Timur Braziler : Okay, great. And then just last for me on the credit front. Maritza, I missed the aggregate amount of the 3 mainland credits. And then just more broadly, as you look at your credit portfolio, any color you can provide on if there’s any similarities on the borrower on those three credits? And then just in the mainland, kind of the areas that you’re putting more attention and focus on.
Maritza Arizmendi: No. These were really very specific situations to these three loans that are related or not contaminate the rest of the portfolio as we have a very well-diversified portfolio. We have — we don’t have any concentration in any industries in that portfolio and it’s very well diversified through U.S. So these are really very specific situations related to supply chains, and we don’t see anything that relates to the whole portfolio. That’s the way we see in these cases. And as I mentioned, they were really, really specific. And we’re optimistic on those three cases also because management has continued to make the restructuring in a very efficient way and the perspective on those three loans continue to be good.
Jose Rafael Fernandez: And just to add, the aggregate amount is $18 million on the three loans.
Timur Braziler : Okay. Great. Thanks for the questions. Nice quarter.
Jose Rafael Fernandez: Thank you.
Operator: Thank you. Our next question will come from Brett Rabatin with Hovde Group. Your line is open.
Brett Rabatin : Hey, good morning. Thanks for taking the questions. Wanted to start with — good morning. Wanted to start with the efficiency ratio guidance, and Maritza, it had been in the mid-50s and sounds like you’ve tweaked that down to low-50s to mid-50s. And so I know there was a recapture of ORE or there was a gain in the quarter that minimized the expenses this quarter. But would it be fair to assume the expense trajectory is still higher from here? Can you give us some additional color on your expectations for the back half in terms of spending and what might impact the expense levels? Thanks.

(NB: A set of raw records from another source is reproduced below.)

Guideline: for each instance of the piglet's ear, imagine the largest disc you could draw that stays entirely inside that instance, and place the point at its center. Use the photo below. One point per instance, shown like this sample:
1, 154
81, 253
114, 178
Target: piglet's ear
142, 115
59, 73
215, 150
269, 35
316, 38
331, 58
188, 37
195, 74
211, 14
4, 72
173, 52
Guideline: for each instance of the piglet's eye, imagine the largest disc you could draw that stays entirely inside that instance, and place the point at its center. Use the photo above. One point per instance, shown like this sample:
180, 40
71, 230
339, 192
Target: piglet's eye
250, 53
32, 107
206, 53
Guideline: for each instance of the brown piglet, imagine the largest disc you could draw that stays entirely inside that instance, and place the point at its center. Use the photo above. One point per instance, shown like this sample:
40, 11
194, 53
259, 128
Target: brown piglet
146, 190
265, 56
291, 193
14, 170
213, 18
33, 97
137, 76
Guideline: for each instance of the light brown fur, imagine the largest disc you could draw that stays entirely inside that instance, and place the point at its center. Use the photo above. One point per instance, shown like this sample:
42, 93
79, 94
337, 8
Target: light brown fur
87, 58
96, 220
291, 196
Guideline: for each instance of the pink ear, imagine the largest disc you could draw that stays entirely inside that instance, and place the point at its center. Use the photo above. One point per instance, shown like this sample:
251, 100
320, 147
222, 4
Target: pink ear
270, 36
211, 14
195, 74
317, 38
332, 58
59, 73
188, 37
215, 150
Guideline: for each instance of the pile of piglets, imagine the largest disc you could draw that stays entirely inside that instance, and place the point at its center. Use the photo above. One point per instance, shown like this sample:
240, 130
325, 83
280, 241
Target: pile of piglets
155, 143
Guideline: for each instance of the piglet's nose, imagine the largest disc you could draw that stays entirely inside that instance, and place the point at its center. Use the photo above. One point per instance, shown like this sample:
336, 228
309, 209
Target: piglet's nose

Maritza Arizmendi: Thanks for the question. And if we take out that gain in repossessed, the expenses increased $1.8 million during the quarter, mostly because of technology. As we have been disclosing in prior calls and we’re disclosing in this call, particularly how this technology is playing for us. That will continue to be an element going forward. And that’s why we continue to, as I mentioned in my prepared remarks, talking about $90 million to $92 million as an ongoing expense for the next quarter. We know that in the long term, this technology will bring some efficiency, but the timing, it will evolve. So I cannot tell you when it will happen. But we know that in the long-term, this will bring some efficiency to us. And we will continue to invest, and that’s why we are giving you this guidance of $90 million to $92 million as we continue executing on our digital first strategy.